According to Chicago Mercantile Exchange (CME) chief executive officer Craig Donohue, the CME is a significant indicator of a future of substantial growth in the futures industry. "In 2004 we've had volume records in each and every one of our major product lines," he said in a speech at the Futures Industry Association Law & Compliance Division luncheon on Tuesday in New York. Donohue added that the CME traded $463 trillion last year, and it traded more in the first two weeks of 2004 than the New York Stock Exchange will in any year.
Donohue asserted that the CME also made substantial strides in electronic trading. "When I first took over as CEO, we were roughly 48 or 49 percent electronic. At the end of this year we reached 70 percent, and as of January-February we're actually in excess of that," he said.

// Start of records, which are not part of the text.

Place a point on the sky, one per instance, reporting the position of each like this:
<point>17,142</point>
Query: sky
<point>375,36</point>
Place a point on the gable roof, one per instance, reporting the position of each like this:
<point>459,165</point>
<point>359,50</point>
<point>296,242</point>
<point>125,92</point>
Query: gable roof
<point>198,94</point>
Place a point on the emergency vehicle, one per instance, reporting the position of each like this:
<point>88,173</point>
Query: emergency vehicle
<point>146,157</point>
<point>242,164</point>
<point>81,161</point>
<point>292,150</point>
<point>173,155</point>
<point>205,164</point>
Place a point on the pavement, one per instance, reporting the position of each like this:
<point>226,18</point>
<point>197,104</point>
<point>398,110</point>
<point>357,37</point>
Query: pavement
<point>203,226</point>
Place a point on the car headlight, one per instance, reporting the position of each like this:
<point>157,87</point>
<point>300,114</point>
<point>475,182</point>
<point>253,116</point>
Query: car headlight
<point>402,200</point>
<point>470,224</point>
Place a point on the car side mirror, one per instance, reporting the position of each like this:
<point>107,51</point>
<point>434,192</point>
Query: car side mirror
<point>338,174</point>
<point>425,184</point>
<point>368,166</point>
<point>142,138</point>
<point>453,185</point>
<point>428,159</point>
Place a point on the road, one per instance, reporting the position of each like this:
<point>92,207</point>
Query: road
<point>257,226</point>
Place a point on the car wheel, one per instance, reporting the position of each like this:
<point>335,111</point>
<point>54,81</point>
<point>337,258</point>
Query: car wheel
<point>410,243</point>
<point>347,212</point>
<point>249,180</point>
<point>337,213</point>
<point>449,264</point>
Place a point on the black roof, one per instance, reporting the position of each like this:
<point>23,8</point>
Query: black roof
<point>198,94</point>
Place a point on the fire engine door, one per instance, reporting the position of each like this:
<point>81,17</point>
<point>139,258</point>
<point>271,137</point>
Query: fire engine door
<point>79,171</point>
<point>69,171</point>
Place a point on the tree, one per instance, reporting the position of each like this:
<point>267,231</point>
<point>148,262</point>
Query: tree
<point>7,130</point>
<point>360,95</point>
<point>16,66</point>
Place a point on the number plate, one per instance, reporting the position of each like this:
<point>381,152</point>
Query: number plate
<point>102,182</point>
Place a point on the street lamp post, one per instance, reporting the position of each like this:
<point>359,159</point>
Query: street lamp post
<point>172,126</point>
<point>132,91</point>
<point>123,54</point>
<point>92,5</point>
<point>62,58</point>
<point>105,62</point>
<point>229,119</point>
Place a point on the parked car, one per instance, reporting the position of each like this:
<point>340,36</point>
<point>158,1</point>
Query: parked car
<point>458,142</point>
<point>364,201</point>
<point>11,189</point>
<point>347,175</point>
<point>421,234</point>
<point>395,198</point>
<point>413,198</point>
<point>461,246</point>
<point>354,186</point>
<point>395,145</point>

Donohue believes that one of the main growth drivers is the transformation of the CME from a member-owned organization to a publicly traded exchange. The CME went public in December 2002. Jodi Burns, a senior analyst at Boston-based research firm Celent Communications, agrees that the exchange's de-mutualization has brought a number of benefits. "As a de-mutualized exchange, the decision-making process becomes a lot more streamlined," she says. Burns adds that by going public, the CME gained the capital to invest in the creation of new products, the further development of an electronic trading platform and, if it chooses, the pursuit of new acquisitions. "These are things that really weren't available to the Exchange when it was a mutualized organization," Burns says.
Ultimately, the success of the CME's conversion will compel competing exchanges like the Chicago Board of Trade (CBOT) to view the CME as a model, not only in governance but in other areas as well. Much like the CME, the CBOT started as a traditional trading floor. In an effort to move more of its trading toward electronic platforms, it currently is licensing technology from Euronext.liffe.
The CBOT also is in the process of de-mutualization into a for-profit company. On Monday, February 14, the CBOT announced that the Securities and Exchange Commission had approved its proposed restructuring transactions. A proxy statement and prospectus describing restructuring transactions is expected to be distributed to CBOT members shortly, and a member vote on the restructuring transactions is scheduled for April 14.
"We're continuing to see very rapid and dynamic change in the industry, mostly resulting from continued innovation and technology, [as well as] continued deregulation, which allows new competitors to come into the market [and] makes all of us much better," the CME's Donohue said.